The Importance of Serial Time Point Quantitative Assessment of Cardiac Troponin I in the Diagnosis of Acute Myocardial Damage

Vidyut Jain, Arindam Bose, Girish Kawthekar, Chandrabala Chhabra, Nanda Hemvani, Dhananjay S. Chitnis

Keywords : Acute coronary syndrome, acute myocardial infarction, cardiac troponin I, non-ST-elevated MI, unstable angina

Citation Information : Jain V, Bose A, Kawthekar G, Chhabra C, Hemvani N, Chitnis DS. The Importance of Serial Time Point Quantitative Assessment of Cardiac Troponin I in the Diagnosis of Acute Myocardial Damage. Indian J Crit Care Med 2018; 22 (9):629-631.

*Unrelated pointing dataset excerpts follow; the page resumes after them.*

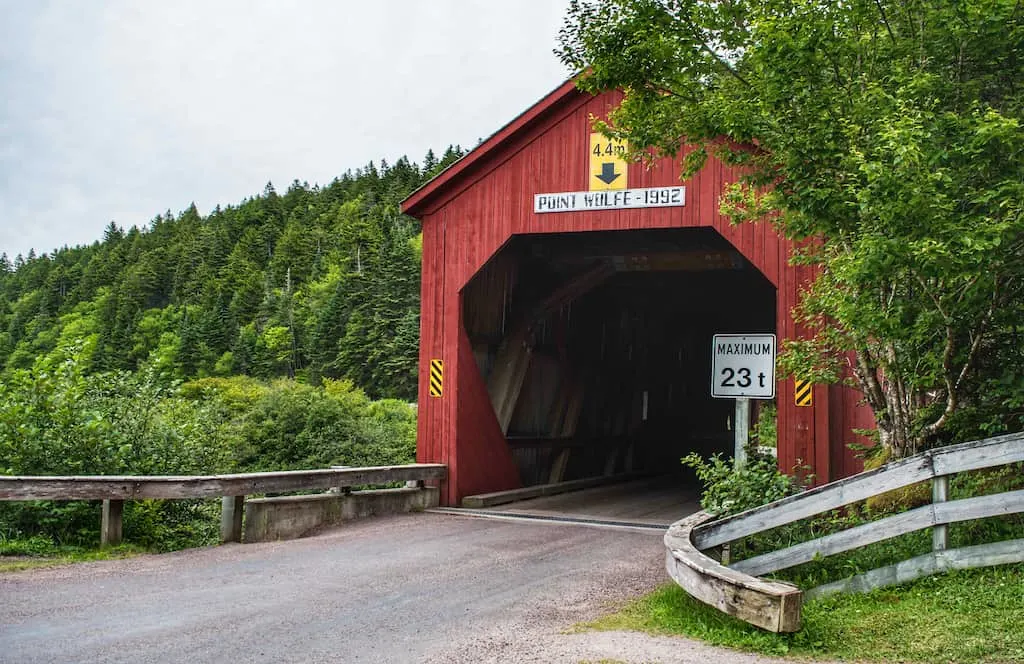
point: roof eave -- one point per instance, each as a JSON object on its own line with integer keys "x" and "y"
{"x": 417, "y": 201}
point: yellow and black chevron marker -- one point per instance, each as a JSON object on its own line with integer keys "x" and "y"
{"x": 803, "y": 393}
{"x": 436, "y": 377}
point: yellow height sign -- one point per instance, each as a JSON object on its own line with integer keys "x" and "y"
{"x": 803, "y": 393}
{"x": 436, "y": 377}
{"x": 607, "y": 163}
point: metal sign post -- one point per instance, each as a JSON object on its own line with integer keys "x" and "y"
{"x": 742, "y": 368}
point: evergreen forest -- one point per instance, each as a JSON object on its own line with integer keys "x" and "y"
{"x": 278, "y": 333}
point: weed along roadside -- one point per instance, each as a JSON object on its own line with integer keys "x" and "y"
{"x": 887, "y": 582}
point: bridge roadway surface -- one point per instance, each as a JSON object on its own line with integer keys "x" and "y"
{"x": 426, "y": 587}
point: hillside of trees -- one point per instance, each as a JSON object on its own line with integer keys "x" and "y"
{"x": 280, "y": 333}
{"x": 318, "y": 282}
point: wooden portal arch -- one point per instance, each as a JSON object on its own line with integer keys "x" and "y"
{"x": 478, "y": 205}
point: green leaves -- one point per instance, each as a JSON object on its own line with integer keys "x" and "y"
{"x": 888, "y": 142}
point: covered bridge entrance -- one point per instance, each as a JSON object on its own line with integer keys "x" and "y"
{"x": 568, "y": 303}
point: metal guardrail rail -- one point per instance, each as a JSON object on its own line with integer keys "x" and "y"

DOI: 10.4103/ijccm.IJCCM_8_16

License: CC BY-ND 3.0

Published Online: 01-04-2015

Copyright Statement:  Copyright © 2018; The Author(s).


Abstract

Objective: The present study was aimed to establish a threshold value for cardiac troponin I (cTnI) for nonacute coronary syndrome (ACS) participants from the local population and also to determine the importance of serial time point estimation of cTnI in acute myocardial infarction (AMI), non-ST-elevated MI (NSTEMI), and unstable angina cases. Methods: The present study included 194 cases, admitted in ICCU with the complaint of anginal pain; 31 were diagnosed with AMI with typical electrocardiography (ECG) changes; whereas, 48 cases were diagnosed with NSTEMI. The latter group of cases was selected for the time point study of cTnI release at 0—4 h, 6—12 h, 72 h, and 144 h of admission. cTnI levels were assessed using the Abbott ARCHITECT i1000SR system. Results: ACS was clinically ruled out in 98 cases, and cTnI level for them was used to decide cTnI threshold for the non-ACS group. cTnI level was checked in 17 cases of unstable angina. The threshold value of cTnI for non-ACS participants was 0.1 ng/ml and can be considered as cut-off value for the regional population. The data suggested that the peak of cTnI levels in most of the AMI cases reached during 6—12 h. The cTnI levels were lower than 0.1 ng/ml, and no significant change in ECG was noticed in 17 cases of unstable angina. Conclusion: The present study suggested that the repeat of cTnI assay after 4—6 h of admission is required if the initial value is <3 ng/ml.